A Deep Dive into ONNX & ONNX Runtime (Part 1)

Published in

Becoming Human: Artificial Intelligence Magazine

8 min readOct 27, 2022

Rise of deep learning started in the early 2010s thanks to the existing hardware and accelerators, and with this support, more complex and larger models were presented by researchers and engineers. However, limitations such as memory consumption and execution time remain a challenge. These challenges in the field of engineering and business become more prominent because of the limitations in computing resources.

With the spread of larger and more complex models in recent years, optimizing the models so that they can output the maximum possible quality with the minimum consumption of resources has become a critical issue. The importance of this topic in the Inference phase of deep learning models has been twofold. This importance, in addition to optimization at runtime (speed and memory consumption), is also related to the differences between the model training environment and its inference environment. In general, it is not always possible to train and infer a model on an environment. Therefore, providing the conditions to separate the development and training process from the deployment and inference process has been one of the concerns of machine learning engineers and researchers.

In this series of articles, we intend to examine the challenges of optimizing neural network models with the help of ONNX and ONNX Runtime by addressing the low-level details of them.

In part 1, we will review the introduction of optimization and acceleration methods of models and explain the reasons for the need for a common intermediate representation, ONNX.

And in part 2, we will have an in-depth look at the building blocks of ONNX Runtime.

In the following, we will have an overview of the optimization and acceleration methods available in the Inference phase:

Inference acceleration stack

This stack consists of different levels, at least one of these levels should be used to have faster inference.

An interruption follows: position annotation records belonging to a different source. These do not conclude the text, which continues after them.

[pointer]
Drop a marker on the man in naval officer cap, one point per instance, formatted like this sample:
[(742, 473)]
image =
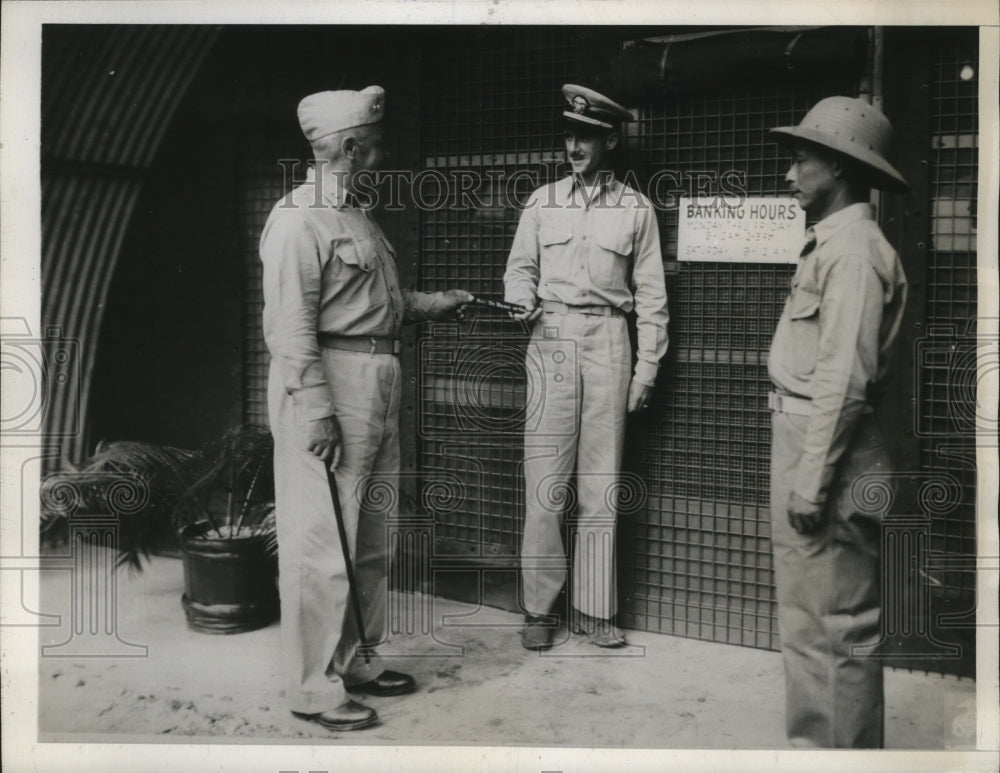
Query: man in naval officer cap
[(829, 362), (586, 252), (333, 309)]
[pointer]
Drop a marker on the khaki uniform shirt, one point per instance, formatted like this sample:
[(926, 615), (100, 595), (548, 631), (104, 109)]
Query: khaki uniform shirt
[(328, 268), (834, 337), (585, 248)]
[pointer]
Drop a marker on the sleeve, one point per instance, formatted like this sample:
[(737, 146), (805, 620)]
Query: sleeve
[(292, 275), (521, 277), (850, 315), (420, 307), (650, 293)]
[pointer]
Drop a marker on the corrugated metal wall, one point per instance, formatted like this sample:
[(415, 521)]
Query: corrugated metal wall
[(108, 96)]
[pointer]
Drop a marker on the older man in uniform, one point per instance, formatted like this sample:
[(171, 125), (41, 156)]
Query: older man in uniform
[(829, 363), (586, 252), (332, 315)]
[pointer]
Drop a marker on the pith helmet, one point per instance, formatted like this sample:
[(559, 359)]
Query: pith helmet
[(855, 129)]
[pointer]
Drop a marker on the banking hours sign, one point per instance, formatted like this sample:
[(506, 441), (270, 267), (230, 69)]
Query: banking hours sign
[(754, 229)]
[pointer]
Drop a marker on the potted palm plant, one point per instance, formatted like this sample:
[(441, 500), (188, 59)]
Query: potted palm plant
[(230, 550), (216, 503)]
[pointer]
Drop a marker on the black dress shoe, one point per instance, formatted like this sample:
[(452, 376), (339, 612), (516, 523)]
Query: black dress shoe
[(347, 716), (387, 683)]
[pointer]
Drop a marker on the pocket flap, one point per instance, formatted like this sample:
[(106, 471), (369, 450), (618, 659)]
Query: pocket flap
[(548, 236), (803, 304), (358, 252), (620, 243)]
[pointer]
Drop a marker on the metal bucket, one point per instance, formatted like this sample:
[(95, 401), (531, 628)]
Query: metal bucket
[(229, 583)]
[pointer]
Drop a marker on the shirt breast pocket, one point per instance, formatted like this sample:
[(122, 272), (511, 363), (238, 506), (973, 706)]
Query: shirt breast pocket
[(360, 280), (609, 263), (803, 313), (553, 248)]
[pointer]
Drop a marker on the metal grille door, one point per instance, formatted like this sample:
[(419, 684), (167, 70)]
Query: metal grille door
[(265, 174), (947, 355), (489, 111), (697, 561)]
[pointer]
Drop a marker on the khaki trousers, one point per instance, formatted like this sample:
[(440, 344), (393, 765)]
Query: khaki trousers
[(578, 369), (829, 600), (318, 631)]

It can be divided into three types of levels:

1. Hardware: Improve computation with parallelization

Hardware devices are at the lowest level of accelerators. Units such as CPU, GPU, TPU, etc. perform calculations. Despite the differences, faster calculations lead to faster model derivations. However, acceleration in hardware has fundamental limitations due to reasons such as Moore’s Law.

Moore’s law — Source: https://en.wikipedia.org/wiki/Moore%27s_law

2. Software: Acceleration without changing model

Any acceleration without changing the model is included in this category. These methods are used to optimize the computational graph in such a way that the model remains unchanged.

These methods are divided into two groups:

Low-level libraries: hardware-specific optimizations

These libraries(e.g cuDNN, MKL-DNN, etc.) are generally used for graphics computing and provide highly-tuned implementations for common processes such as forward and backward convolutions, pooling, normalization, activation layers that mainly use GPU parallelism.

Low-level libraries & Graph compilers — Sourcce: https://www.sodalite.eu/content/graph-compilers-ai-training-and-inference

2. Graph compilers: Optimizing forward or backward paths in computational graph

We will talk about these groups of software accelerators later.

3. Algorithmic: Acceleration with changing model

These types of acceleration accelerate the inference process by changing the model or architecture. The focus of these methods is on removing possible redundancies in the model or keeping the important information of the model and discarding its less important information.

These methods can be classified into three categories:

Pruning: Filtering the less important weights of the network
Network quantization: Replacing floating-point weights or activations with compact representations with less precision
Neural Architecture Search(NAS): Automation of network architecture engineering by choosing the right architecture from the space of allowed architectures

Graph Compiler

Earlier in the Inference acceleration stack, graph compilers were mentioned as one of the software accelerators. In this section, we will discuss them in more depth.

Most deep learning architectures can be described using a directed acyclic graph (DAG) where each node represents a neuron. If the output of one node is the input of another node, two nodes are connected by an edge. Similar to this DAG representation, the nodes in a computational graph represent the vector operators and their edges represent the data dependencies between them.

Forward and backward pass in computational graph — Source: https://pytorch.org/blog/computational-graphs-constructed-in-pytorch/

When we define a neural network in TensorFlow or PyTorch, the network becomes a computational graph that is then executed on the desired hardware. Therefore, the computational graph can be considered an Intermediate Representation (IR), which is very useful for optimization and execution on different devices.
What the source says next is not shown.